Friday 16 March 2012

A Vain Bit of Beauty

Ron Koppelberger
A Vain Bit of Beauty
A rush of breath, straightforward and excited by her delight filled Mary Hulls conscious delirium. She sat before the vanity, primping and consoling herself, the facade she had been borne to. Her chocolate complexion was flawless and her liquid brown eyes were an allure that men fell into with a careless abandon. She inspired the desires of married men and those possessing the courage to approach her with admiration and fearless interest.
She stroked her hair, long silken in web like tendrils, and applied a bit of saffron oil, her secret hunger touching the corners of her pouting lips. She dabbed a moist cloth to her parched lips and for just a moment her tongue traced the shape of her mouth. The cloth was a bright crimson and the puddle beneath was a faded pink in hue.
The fortress was her home and her walls were adorned with portraits of her in various moments of blushing kept beauty. She arranged the lace chocker and pendant around her slender neck as she hummed an old Broadway tune,
“On to the ghostly show of purpose
And row,
A drama in red,
A drama in red
And so they said
Dear darling
A drama in red.”
She sang and hummed in tandem with the ticking of the wooden grandfather clock that stood in salute to her time; her time she thought, all of it for me.
She splashed some perfume, rose attar in full bloom across her bosom and stepped toward the heavy maple door, burnished in linseed oil and ornate with wheat blooms. She faltered for an instant, trailing a crimson smear across the floor with her flat soled alabaster white slippers. The blood had pooled to the center of the room and was sticky in congealed puddles. She adjusted her flowing violet flowered dress and silk sash as she opened the door to the stage, the dead critic lay cold and in jealous silence as she made her way to the audience.
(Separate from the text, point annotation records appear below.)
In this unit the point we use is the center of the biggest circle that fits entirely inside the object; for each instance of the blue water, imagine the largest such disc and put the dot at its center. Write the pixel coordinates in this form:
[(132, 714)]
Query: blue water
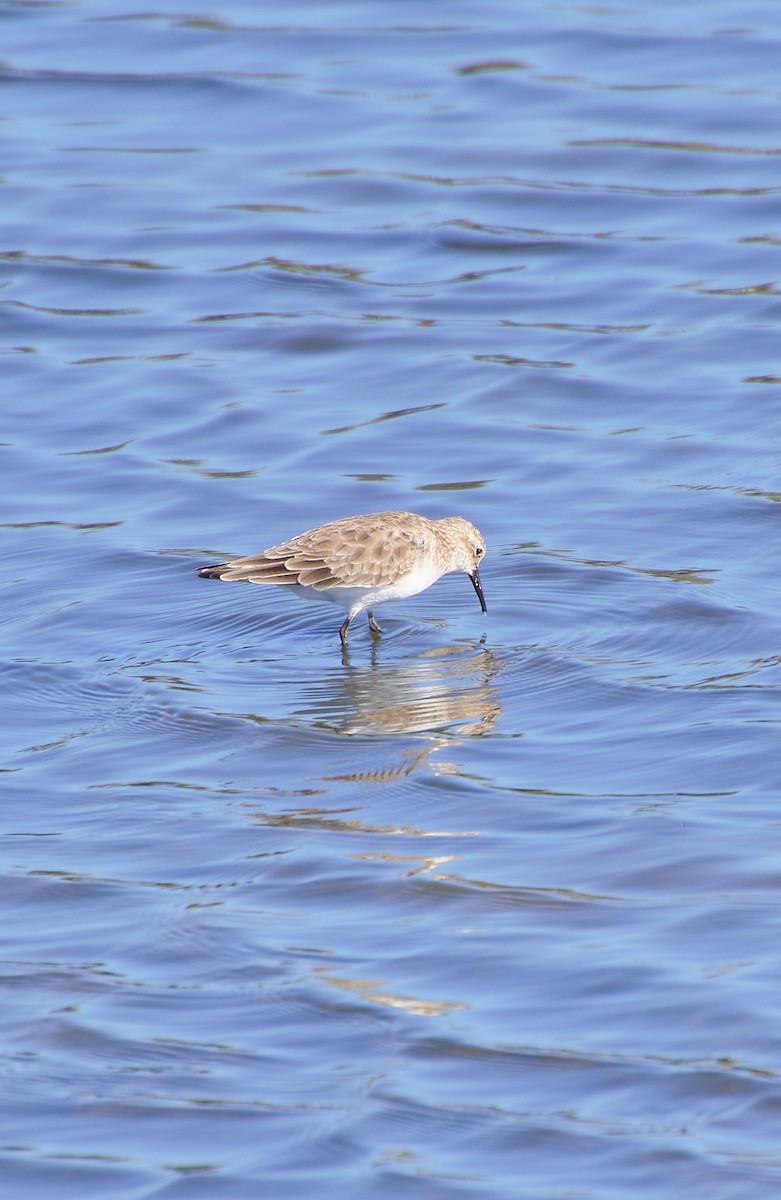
[(491, 909)]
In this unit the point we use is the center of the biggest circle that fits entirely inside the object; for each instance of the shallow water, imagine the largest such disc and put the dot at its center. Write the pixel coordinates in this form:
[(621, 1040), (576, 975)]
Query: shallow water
[(492, 909)]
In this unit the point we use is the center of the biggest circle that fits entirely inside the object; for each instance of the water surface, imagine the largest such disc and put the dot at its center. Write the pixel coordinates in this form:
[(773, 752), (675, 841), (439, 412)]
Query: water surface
[(491, 909)]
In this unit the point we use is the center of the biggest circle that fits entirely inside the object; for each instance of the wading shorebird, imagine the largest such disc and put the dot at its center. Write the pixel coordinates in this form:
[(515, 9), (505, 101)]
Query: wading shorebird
[(362, 562)]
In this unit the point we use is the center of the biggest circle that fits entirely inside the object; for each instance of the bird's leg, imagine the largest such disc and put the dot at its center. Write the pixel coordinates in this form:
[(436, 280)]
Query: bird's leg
[(373, 625)]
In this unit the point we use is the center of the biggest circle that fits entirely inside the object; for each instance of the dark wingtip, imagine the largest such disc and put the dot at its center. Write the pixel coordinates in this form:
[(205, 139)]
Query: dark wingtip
[(211, 573)]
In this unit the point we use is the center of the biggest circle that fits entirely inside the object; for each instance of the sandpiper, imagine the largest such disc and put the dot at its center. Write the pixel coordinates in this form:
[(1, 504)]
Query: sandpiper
[(361, 562)]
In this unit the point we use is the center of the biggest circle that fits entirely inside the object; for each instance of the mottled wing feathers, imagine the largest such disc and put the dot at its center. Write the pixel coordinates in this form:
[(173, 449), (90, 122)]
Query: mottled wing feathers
[(350, 552)]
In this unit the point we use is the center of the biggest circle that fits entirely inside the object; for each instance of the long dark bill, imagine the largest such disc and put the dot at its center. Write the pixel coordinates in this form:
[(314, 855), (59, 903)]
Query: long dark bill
[(478, 587)]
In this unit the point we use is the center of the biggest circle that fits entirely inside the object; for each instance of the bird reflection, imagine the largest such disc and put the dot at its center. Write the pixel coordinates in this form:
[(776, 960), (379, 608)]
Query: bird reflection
[(451, 688)]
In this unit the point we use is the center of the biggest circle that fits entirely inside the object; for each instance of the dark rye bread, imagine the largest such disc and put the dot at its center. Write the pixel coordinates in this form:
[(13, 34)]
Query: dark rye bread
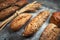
[(6, 3), (7, 12), (50, 33), (21, 3)]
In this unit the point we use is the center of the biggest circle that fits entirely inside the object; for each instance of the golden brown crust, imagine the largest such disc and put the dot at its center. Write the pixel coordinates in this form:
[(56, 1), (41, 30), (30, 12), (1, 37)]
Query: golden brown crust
[(35, 23), (7, 12), (21, 3), (19, 21), (6, 3), (55, 18), (50, 33)]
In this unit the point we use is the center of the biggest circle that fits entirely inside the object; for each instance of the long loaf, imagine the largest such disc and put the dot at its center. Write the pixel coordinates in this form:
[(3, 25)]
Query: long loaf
[(7, 12), (50, 33), (19, 21), (36, 23)]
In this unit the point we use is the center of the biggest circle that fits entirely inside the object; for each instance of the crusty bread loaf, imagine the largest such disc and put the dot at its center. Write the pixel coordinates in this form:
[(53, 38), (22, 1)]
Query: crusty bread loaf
[(7, 12), (21, 3), (36, 23), (19, 21), (6, 3), (55, 18), (50, 33)]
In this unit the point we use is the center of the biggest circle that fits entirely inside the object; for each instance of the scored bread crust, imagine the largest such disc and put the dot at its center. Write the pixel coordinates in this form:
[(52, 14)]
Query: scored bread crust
[(36, 23), (7, 12), (50, 33), (19, 21)]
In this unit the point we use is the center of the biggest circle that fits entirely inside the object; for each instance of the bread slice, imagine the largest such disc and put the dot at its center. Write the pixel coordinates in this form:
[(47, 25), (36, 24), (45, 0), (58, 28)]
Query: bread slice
[(19, 21), (36, 23)]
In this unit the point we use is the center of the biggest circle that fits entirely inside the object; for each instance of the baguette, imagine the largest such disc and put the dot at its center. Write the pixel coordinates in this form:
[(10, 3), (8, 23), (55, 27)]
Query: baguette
[(21, 3), (36, 23), (19, 21), (50, 33), (6, 3), (7, 12)]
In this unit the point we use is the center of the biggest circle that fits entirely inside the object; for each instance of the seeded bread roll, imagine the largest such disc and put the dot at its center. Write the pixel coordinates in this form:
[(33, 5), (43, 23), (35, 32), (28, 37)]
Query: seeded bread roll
[(50, 33), (35, 23), (21, 3), (7, 12), (55, 18), (19, 21)]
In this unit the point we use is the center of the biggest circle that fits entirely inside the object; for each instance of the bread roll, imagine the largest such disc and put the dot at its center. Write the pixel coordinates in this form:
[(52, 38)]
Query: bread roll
[(35, 23), (50, 33), (19, 21), (55, 18)]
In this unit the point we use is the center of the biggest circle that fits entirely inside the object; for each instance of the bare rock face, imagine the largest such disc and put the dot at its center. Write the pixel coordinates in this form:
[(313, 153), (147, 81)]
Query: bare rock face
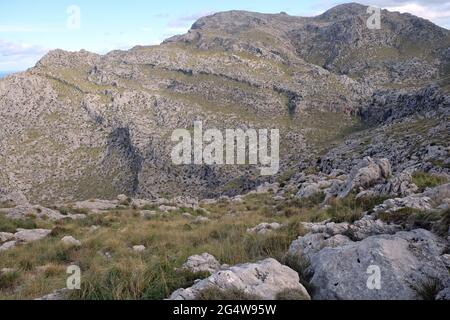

She had a story or two for them, the audience, a tale or two of passion and eternal submission to the tendriled webs of those who had oppressed her, had rejected her in calloused regard. She had quipped, “You have no talent dear!” Mary had gone insane for a moment and her private theater had become a charnel house.
She wiped her feet against the small Persian rug near the door as she prepared for the audience. They would listen, by the gods she could act and they would watch and listen. She stepped through the entranceway and began the performance of her life.